Buy Or Sell: Steelers Will Tag Diontae Johnson In 2023

With the 2022 new league year, the questions will be plenty for quite a while, even as the Pittsburgh Steelers spend cash and cap space and use draft picks in an effort to find answers. We don’t know who the quarterback is going to be yet—even if we have a good idea. How will the offensive line be formulated? How will the secondary develop amid changes, including to the coaching staff? What does Teryl Austin bring to the table—and Brian Flores? What will Matt Canada’s offense look like absent Ben Roethlisberger?

These sorts of uncertainties are what I will look to address in our Buy or Sell series. In each installment, I will introduce a topic statement and weigh some of the arguments for either buying it (meaning that you agree with it or expect it to be true) or selling it (meaning you disagree with it or expect it to be false).

Topic Statement: The Steelers will not extend Diontae Johnson, but give him the franchise tag or transition tag next year.

Explanation: Similar to Bud Dupree, Diontae Johnson is looking like a player who is pricing himself out of the Steelers’ projected price bracket for his services, but that doesn’t mean they can’t hold on to him for one more season by using a more affordable franchise tag or transition tag.


It’s a foregone conclusion that the Steelers are not going to work out a long-term extension with Diontae Johnson at this point this offseason. With the prices of wide receivers skyrocketing and Terry McLaurin’s deal the latest proof of that—and the most correlative to what Johnson might be expecting—there’s just no way such a deal is coming from the Steelers in July and August.

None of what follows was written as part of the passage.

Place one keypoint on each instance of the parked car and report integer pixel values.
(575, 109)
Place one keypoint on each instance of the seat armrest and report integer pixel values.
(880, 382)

But the Steelers aren’t just going to let Johnson slip away. Just like they played out Le’Veon Bell and Bud Dupree for an extra year (Bell for two years, or so was their intention), they’re likely to tag him rather than let him immediately sign elsewhere in free agency, even knowing that the prospects of a long-term extension are slim. This wide receiver group won’t be solidified enough where they will be eager to move on from him by March.


The ballooning of wide receiver contracts also means the ballooning of the tag values. With so many wide receivers now eclipsing $20 million per year, that’s the direction the value of the franchise tag is heading, and the transition tag will only be a few million behind.

Would the Steelers really tie up that money for one year of Johnson when they’re not in a tight theoretical championship window? While, yes, they in principle are trying to win the Super Bowl every year, even Kevin Colbert has acknowledged the necessity of the long-term view.

Pittsburgh can spend that money next year either on other positions or on a cheaper veteran who can work with Chase Claypool and George Pickens and Calvin Austin III. And they’ll be drafting another wide receiver next year, as well. Offensive tackle sounds like a much more tempting target with that coin.